いや、彼らには世界クラスの技術チームはないよ。技術的なことは全部契約社員にやらせてる。彼らの専門はマネジメントだから、そっちは確かに世界クラス。

ずっと前にマッキンゼーのチームがワトソンを押し付けてきたのを覚えてる。完全に大失敗だった。AIに関してはずっとハイプばっかりで、実際の中身はないって感じだし、あんまり変わってないみたい。別のことには強いかもしれないけど、マッキンゼーの人たちがAIの話をしたら、みんな逃げ出すだろうね。

無防備なエンドポイントの一つが、ユーザーの検索クエリをデータベースに書き込んでいた。値は安全にパラメータ化されていたけど、JSONのキー — フィールド名 — がSQLに直接結合されていた。プロンプトインジェクションを期待してたけど、今回はただの古典的なSQLインジェクションだった。これはマッキンゼーのAIプラットフォームを作ったLLMの単純さのおかげで可能だった。

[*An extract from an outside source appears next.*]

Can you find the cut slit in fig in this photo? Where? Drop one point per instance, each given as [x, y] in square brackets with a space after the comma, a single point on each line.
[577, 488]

うーん、ちょっとがっかりだな。これは普通のSQLインジェクションで、脆弱性スキャンのLLMエージェントが見つけたものだし。やっと有名な企業に対するプロンプトインジェクション攻撃が見つかるかと思ったのに。

oauth2-proxyをインターネット上にデプロイされたものの前に置くための暗黙の知識は、今年私に$0をもたらすだけだけど、Anthropicは何十億も稼ぐんだろうな。

1945年にその会社に雇われた最初のプロフェッショナルな女性の名前にちなんで名付けられた。AIアシスタントのために女性の名前を探して、それを自慢するのは、クリエイターたちが思っていたほどエンパワーメントにはならないんじゃないかな。

タイトルがあんまり好きじゃないな。これって私の問題かもしれないけど、「AIエージェントがXをする」って見ると、所有権が曖昧なエージェントのことが頭に浮かんじゃうんだよね。今回は、ペンテスターたちがAIエージェントを使ってマッキンゼーを選んで、その後そのAIエージェントでペンテストをしたって話。無生物に行動を帰属させるのは普通だけど(車が歩行者をひくみたいに)、今の時代はもうちょっと明確にした方がいいと思う。残念ながら、最近は一部の人がこういうエージェントシステムにエージェンシーを持たせてるからね。